1. All that cooking you are doing the week or two before your vacation/ break/ Christmas/ etc., make extra every night so you can freeze dinners. This will be helpful on Christmas when your child screams that they HATE ham and demand pasta sauce. It’s also very helpful to know that when you come home from a long vacation, you don’t have to cook a single thing. Unless you consider pressing “ON” on the microwave to fall under the realm of cooking (are you still in college?) Imagine walking into your house, everyone is jet lagged/ tired and you walk to the freezer, pull out a few frozen tubs of homemade white pizza and you’re set!
2. Do Not Plan To Come Home On Sunday. Trust me, I wanted that one extra day tanning, too. But you’ll thank me when you decide to come home on a Friday/ Saturday and you realize the next day is still the weekend. This frees up your time to settle down, unpack, figure out what needs to be done for the week, etc.
3. Bring Your Work With You? This is just a personal preference so please don’t hate me. I actually do believe in time off consisting of NO WORK. However, in my industry of business, it’s not that easy. Customers and employees are always emailing/ calling/ leaving messages. I would rather find some down time while I’m on vacation, even just for ten minutes to clean out my inbox or update a spreadsheet. This way I don’t come back to work Monday morning with an overwhelming 300 emails. YIKES.

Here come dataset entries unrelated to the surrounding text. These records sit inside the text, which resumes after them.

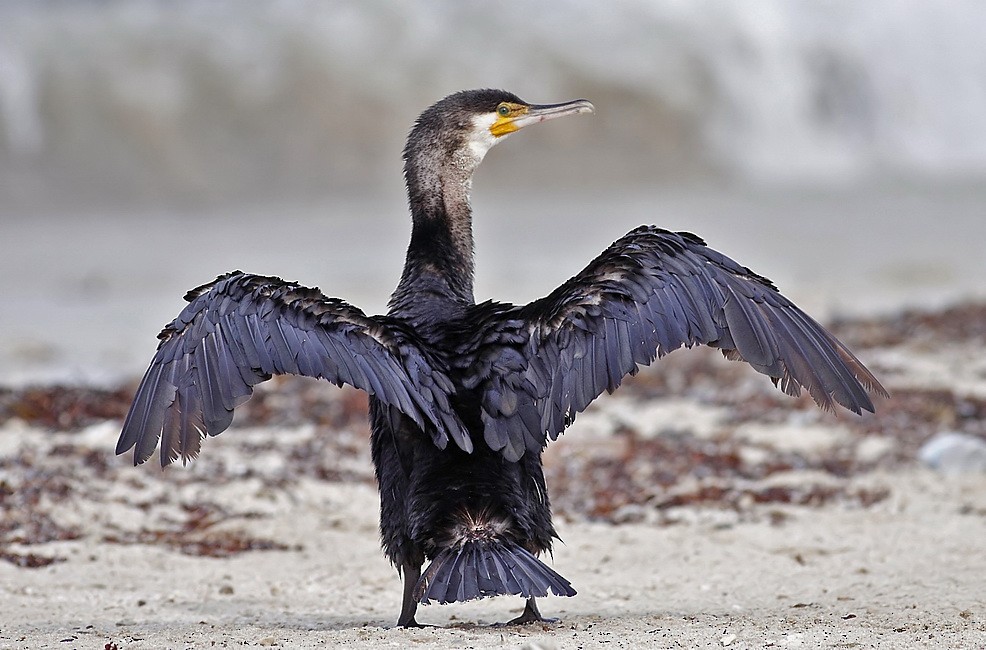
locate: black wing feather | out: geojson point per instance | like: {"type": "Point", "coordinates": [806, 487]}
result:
{"type": "Point", "coordinates": [239, 330]}
{"type": "Point", "coordinates": [651, 292]}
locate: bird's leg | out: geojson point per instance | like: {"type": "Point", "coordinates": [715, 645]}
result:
{"type": "Point", "coordinates": [412, 572]}
{"type": "Point", "coordinates": [531, 615]}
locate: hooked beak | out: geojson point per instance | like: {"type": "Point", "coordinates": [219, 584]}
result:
{"type": "Point", "coordinates": [535, 113]}
{"type": "Point", "coordinates": [541, 112]}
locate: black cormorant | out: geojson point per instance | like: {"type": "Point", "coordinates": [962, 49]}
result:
{"type": "Point", "coordinates": [464, 397]}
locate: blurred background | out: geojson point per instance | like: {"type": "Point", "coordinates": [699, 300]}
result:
{"type": "Point", "coordinates": [147, 146]}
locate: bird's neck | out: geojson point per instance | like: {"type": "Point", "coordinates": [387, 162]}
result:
{"type": "Point", "coordinates": [439, 261]}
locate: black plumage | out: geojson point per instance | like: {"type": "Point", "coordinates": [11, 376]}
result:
{"type": "Point", "coordinates": [498, 381]}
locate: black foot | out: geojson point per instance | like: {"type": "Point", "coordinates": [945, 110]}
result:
{"type": "Point", "coordinates": [412, 624]}
{"type": "Point", "coordinates": [531, 615]}
{"type": "Point", "coordinates": [524, 619]}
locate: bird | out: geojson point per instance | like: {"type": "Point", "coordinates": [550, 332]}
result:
{"type": "Point", "coordinates": [464, 397]}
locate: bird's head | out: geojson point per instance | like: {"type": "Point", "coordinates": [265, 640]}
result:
{"type": "Point", "coordinates": [464, 125]}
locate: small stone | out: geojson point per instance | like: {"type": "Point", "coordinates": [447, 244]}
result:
{"type": "Point", "coordinates": [954, 453]}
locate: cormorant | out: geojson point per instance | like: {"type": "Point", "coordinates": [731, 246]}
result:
{"type": "Point", "coordinates": [464, 397]}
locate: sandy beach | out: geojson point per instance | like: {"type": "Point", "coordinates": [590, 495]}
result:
{"type": "Point", "coordinates": [698, 508]}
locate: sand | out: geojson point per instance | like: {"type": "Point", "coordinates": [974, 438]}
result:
{"type": "Point", "coordinates": [905, 574]}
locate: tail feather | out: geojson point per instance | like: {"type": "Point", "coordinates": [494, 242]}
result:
{"type": "Point", "coordinates": [483, 568]}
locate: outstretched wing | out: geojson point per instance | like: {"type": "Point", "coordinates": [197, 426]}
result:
{"type": "Point", "coordinates": [650, 293]}
{"type": "Point", "coordinates": [241, 329]}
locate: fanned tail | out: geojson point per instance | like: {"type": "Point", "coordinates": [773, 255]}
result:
{"type": "Point", "coordinates": [483, 568]}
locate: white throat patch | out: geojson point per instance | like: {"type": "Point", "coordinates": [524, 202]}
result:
{"type": "Point", "coordinates": [480, 139]}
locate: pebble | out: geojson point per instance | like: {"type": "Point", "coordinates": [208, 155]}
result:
{"type": "Point", "coordinates": [954, 453]}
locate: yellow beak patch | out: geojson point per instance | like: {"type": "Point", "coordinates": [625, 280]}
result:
{"type": "Point", "coordinates": [505, 124]}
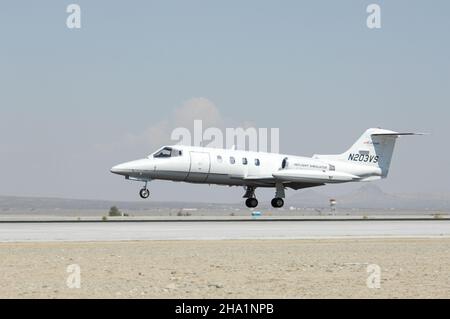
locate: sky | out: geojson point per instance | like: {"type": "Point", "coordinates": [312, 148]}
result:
{"type": "Point", "coordinates": [75, 102]}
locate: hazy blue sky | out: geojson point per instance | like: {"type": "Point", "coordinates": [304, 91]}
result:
{"type": "Point", "coordinates": [75, 102]}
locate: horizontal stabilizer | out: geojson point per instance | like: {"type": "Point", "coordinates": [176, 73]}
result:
{"type": "Point", "coordinates": [397, 134]}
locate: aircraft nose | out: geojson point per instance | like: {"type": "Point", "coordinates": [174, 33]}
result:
{"type": "Point", "coordinates": [120, 169]}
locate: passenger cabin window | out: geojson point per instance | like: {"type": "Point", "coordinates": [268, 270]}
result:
{"type": "Point", "coordinates": [168, 152]}
{"type": "Point", "coordinates": [284, 163]}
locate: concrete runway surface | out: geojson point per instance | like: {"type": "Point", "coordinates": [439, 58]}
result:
{"type": "Point", "coordinates": [116, 231]}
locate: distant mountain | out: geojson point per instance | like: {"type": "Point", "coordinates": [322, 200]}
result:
{"type": "Point", "coordinates": [370, 196]}
{"type": "Point", "coordinates": [43, 203]}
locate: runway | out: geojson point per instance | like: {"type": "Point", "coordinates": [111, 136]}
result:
{"type": "Point", "coordinates": [112, 231]}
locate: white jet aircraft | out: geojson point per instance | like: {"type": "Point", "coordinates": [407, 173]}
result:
{"type": "Point", "coordinates": [367, 160]}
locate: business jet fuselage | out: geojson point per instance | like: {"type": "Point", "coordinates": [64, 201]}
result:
{"type": "Point", "coordinates": [367, 160]}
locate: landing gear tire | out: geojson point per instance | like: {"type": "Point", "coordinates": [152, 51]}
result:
{"type": "Point", "coordinates": [251, 202]}
{"type": "Point", "coordinates": [144, 193]}
{"type": "Point", "coordinates": [277, 202]}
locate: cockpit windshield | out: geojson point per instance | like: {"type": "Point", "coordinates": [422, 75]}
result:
{"type": "Point", "coordinates": [166, 152]}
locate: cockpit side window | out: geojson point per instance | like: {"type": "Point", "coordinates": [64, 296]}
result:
{"type": "Point", "coordinates": [176, 153]}
{"type": "Point", "coordinates": [165, 152]}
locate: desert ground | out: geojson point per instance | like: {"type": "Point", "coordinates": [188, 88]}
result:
{"type": "Point", "coordinates": [322, 268]}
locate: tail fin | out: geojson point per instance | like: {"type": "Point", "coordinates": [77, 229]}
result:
{"type": "Point", "coordinates": [374, 148]}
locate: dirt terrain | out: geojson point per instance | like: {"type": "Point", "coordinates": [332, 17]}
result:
{"type": "Point", "coordinates": [409, 268]}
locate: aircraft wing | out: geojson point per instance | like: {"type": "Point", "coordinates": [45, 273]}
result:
{"type": "Point", "coordinates": [313, 176]}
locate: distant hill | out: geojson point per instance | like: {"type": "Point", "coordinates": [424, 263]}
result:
{"type": "Point", "coordinates": [43, 203]}
{"type": "Point", "coordinates": [370, 196]}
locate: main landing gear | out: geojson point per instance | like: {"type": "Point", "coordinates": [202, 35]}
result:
{"type": "Point", "coordinates": [278, 201]}
{"type": "Point", "coordinates": [144, 192]}
{"type": "Point", "coordinates": [252, 202]}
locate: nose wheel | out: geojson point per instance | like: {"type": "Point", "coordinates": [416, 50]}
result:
{"type": "Point", "coordinates": [144, 193]}
{"type": "Point", "coordinates": [251, 202]}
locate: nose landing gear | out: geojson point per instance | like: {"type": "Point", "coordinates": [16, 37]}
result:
{"type": "Point", "coordinates": [278, 201]}
{"type": "Point", "coordinates": [251, 201]}
{"type": "Point", "coordinates": [144, 192]}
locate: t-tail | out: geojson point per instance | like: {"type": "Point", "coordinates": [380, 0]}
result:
{"type": "Point", "coordinates": [372, 150]}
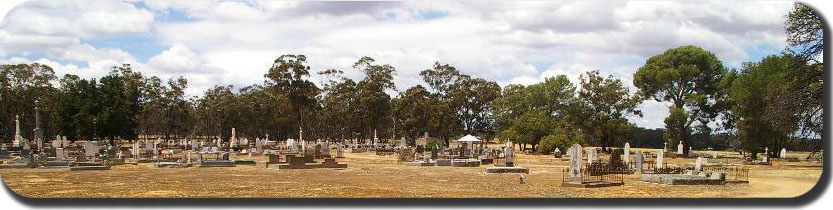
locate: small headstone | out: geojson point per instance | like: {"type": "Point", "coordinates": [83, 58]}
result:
{"type": "Point", "coordinates": [639, 161]}
{"type": "Point", "coordinates": [627, 156]}
{"type": "Point", "coordinates": [59, 153]}
{"type": "Point", "coordinates": [575, 164]}
{"type": "Point", "coordinates": [591, 156]}
{"type": "Point", "coordinates": [680, 148]}
{"type": "Point", "coordinates": [659, 159]}
{"type": "Point", "coordinates": [509, 156]}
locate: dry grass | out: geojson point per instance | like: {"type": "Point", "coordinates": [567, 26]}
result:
{"type": "Point", "coordinates": [371, 176]}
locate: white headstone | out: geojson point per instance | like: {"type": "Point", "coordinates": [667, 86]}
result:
{"type": "Point", "coordinates": [18, 138]}
{"type": "Point", "coordinates": [680, 148]}
{"type": "Point", "coordinates": [136, 150]}
{"type": "Point", "coordinates": [89, 149]}
{"type": "Point", "coordinates": [627, 156]}
{"type": "Point", "coordinates": [509, 155]}
{"type": "Point", "coordinates": [591, 156]}
{"type": "Point", "coordinates": [575, 164]}
{"type": "Point", "coordinates": [766, 155]}
{"type": "Point", "coordinates": [698, 164]}
{"type": "Point", "coordinates": [659, 159]}
{"type": "Point", "coordinates": [59, 153]}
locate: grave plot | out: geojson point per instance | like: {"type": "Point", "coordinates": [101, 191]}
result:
{"type": "Point", "coordinates": [590, 175]}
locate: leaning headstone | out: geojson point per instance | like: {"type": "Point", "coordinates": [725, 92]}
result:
{"type": "Point", "coordinates": [639, 161]}
{"type": "Point", "coordinates": [680, 148]}
{"type": "Point", "coordinates": [627, 156]}
{"type": "Point", "coordinates": [575, 164]}
{"type": "Point", "coordinates": [659, 159]}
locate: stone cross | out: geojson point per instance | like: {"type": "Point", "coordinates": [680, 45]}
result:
{"type": "Point", "coordinates": [18, 138]}
{"type": "Point", "coordinates": [509, 156]}
{"type": "Point", "coordinates": [680, 148]}
{"type": "Point", "coordinates": [89, 149]}
{"type": "Point", "coordinates": [136, 150]}
{"type": "Point", "coordinates": [59, 153]}
{"type": "Point", "coordinates": [57, 143]}
{"type": "Point", "coordinates": [627, 156]}
{"type": "Point", "coordinates": [659, 159]}
{"type": "Point", "coordinates": [766, 155]}
{"type": "Point", "coordinates": [639, 160]}
{"type": "Point", "coordinates": [591, 156]}
{"type": "Point", "coordinates": [575, 164]}
{"type": "Point", "coordinates": [783, 153]}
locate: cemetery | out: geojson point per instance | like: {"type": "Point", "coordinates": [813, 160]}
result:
{"type": "Point", "coordinates": [647, 171]}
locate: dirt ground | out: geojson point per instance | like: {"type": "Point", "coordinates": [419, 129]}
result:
{"type": "Point", "coordinates": [371, 176]}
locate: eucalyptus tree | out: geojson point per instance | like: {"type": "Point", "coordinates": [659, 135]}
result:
{"type": "Point", "coordinates": [688, 77]}
{"type": "Point", "coordinates": [289, 75]}
{"type": "Point", "coordinates": [375, 103]}
{"type": "Point", "coordinates": [604, 103]}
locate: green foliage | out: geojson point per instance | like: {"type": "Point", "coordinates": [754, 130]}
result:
{"type": "Point", "coordinates": [688, 77]}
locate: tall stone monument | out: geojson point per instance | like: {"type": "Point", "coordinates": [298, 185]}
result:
{"type": "Point", "coordinates": [680, 148]}
{"type": "Point", "coordinates": [509, 156]}
{"type": "Point", "coordinates": [575, 164]}
{"type": "Point", "coordinates": [659, 159]}
{"type": "Point", "coordinates": [627, 155]}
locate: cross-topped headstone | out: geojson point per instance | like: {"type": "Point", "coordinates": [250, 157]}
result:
{"type": "Point", "coordinates": [575, 164]}
{"type": "Point", "coordinates": [659, 159]}
{"type": "Point", "coordinates": [627, 156]}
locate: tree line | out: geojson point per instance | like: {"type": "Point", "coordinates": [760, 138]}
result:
{"type": "Point", "coordinates": [774, 102]}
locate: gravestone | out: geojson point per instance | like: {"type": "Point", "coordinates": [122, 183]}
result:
{"type": "Point", "coordinates": [509, 156]}
{"type": "Point", "coordinates": [591, 156]}
{"type": "Point", "coordinates": [766, 155]}
{"type": "Point", "coordinates": [575, 164]}
{"type": "Point", "coordinates": [57, 143]}
{"type": "Point", "coordinates": [639, 161]}
{"type": "Point", "coordinates": [680, 148]}
{"type": "Point", "coordinates": [340, 152]}
{"type": "Point", "coordinates": [195, 145]}
{"type": "Point", "coordinates": [659, 159]}
{"type": "Point", "coordinates": [89, 150]}
{"type": "Point", "coordinates": [627, 156]}
{"type": "Point", "coordinates": [698, 164]}
{"type": "Point", "coordinates": [59, 153]}
{"type": "Point", "coordinates": [135, 151]}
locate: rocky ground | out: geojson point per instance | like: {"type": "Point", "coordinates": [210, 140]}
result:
{"type": "Point", "coordinates": [371, 176]}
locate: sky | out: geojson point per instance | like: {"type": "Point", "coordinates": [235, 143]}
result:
{"type": "Point", "coordinates": [511, 42]}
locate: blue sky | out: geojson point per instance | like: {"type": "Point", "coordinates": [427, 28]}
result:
{"type": "Point", "coordinates": [233, 42]}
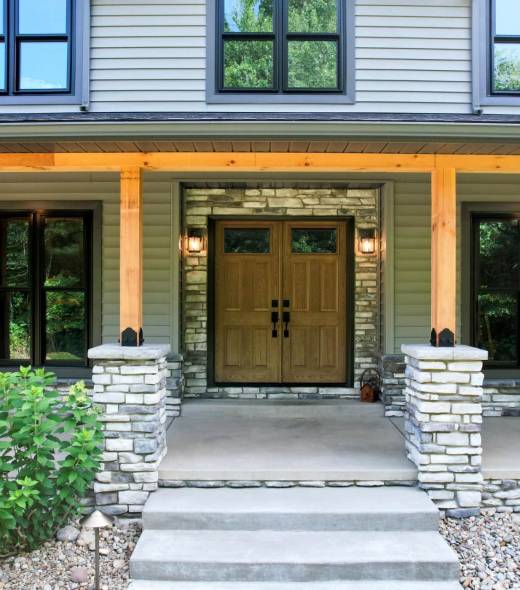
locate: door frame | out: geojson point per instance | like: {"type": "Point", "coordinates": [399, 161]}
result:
{"type": "Point", "coordinates": [350, 278]}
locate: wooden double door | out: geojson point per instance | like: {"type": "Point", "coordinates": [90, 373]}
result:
{"type": "Point", "coordinates": [281, 301]}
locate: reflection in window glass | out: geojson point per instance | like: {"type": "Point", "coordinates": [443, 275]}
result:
{"type": "Point", "coordinates": [15, 325]}
{"type": "Point", "coordinates": [313, 64]}
{"type": "Point", "coordinates": [3, 81]}
{"type": "Point", "coordinates": [248, 64]}
{"type": "Point", "coordinates": [507, 17]}
{"type": "Point", "coordinates": [499, 246]}
{"type": "Point", "coordinates": [506, 67]}
{"type": "Point", "coordinates": [44, 65]}
{"type": "Point", "coordinates": [312, 16]}
{"type": "Point", "coordinates": [247, 241]}
{"type": "Point", "coordinates": [497, 325]}
{"type": "Point", "coordinates": [42, 17]}
{"type": "Point", "coordinates": [65, 325]}
{"type": "Point", "coordinates": [313, 241]}
{"type": "Point", "coordinates": [14, 252]}
{"type": "Point", "coordinates": [64, 252]}
{"type": "Point", "coordinates": [497, 285]}
{"type": "Point", "coordinates": [246, 16]}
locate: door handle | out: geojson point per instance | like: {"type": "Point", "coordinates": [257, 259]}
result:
{"type": "Point", "coordinates": [286, 319]}
{"type": "Point", "coordinates": [274, 320]}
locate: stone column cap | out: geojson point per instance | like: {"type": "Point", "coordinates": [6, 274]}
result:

4. Toward the end of the vacation, try to start reintroducing your old schedule into your life. This means less, or no alcohol (for you partiers!) and a more regulated sleep pattern (especially if you are in a different time zone… or you tend to be nocturnal). Get up early. Start your day how you would before work to familiarize the body. Habits/ repetition are super important because the body subconsciously associates schedules/ settings with our actions (ex. Doing work in bed might make you super sleepy because your body knows the bed is for sleeping in)
Now that I just told everyone else what to do, maybe I should stop complaining about my terrible Monday morning and take my own advice.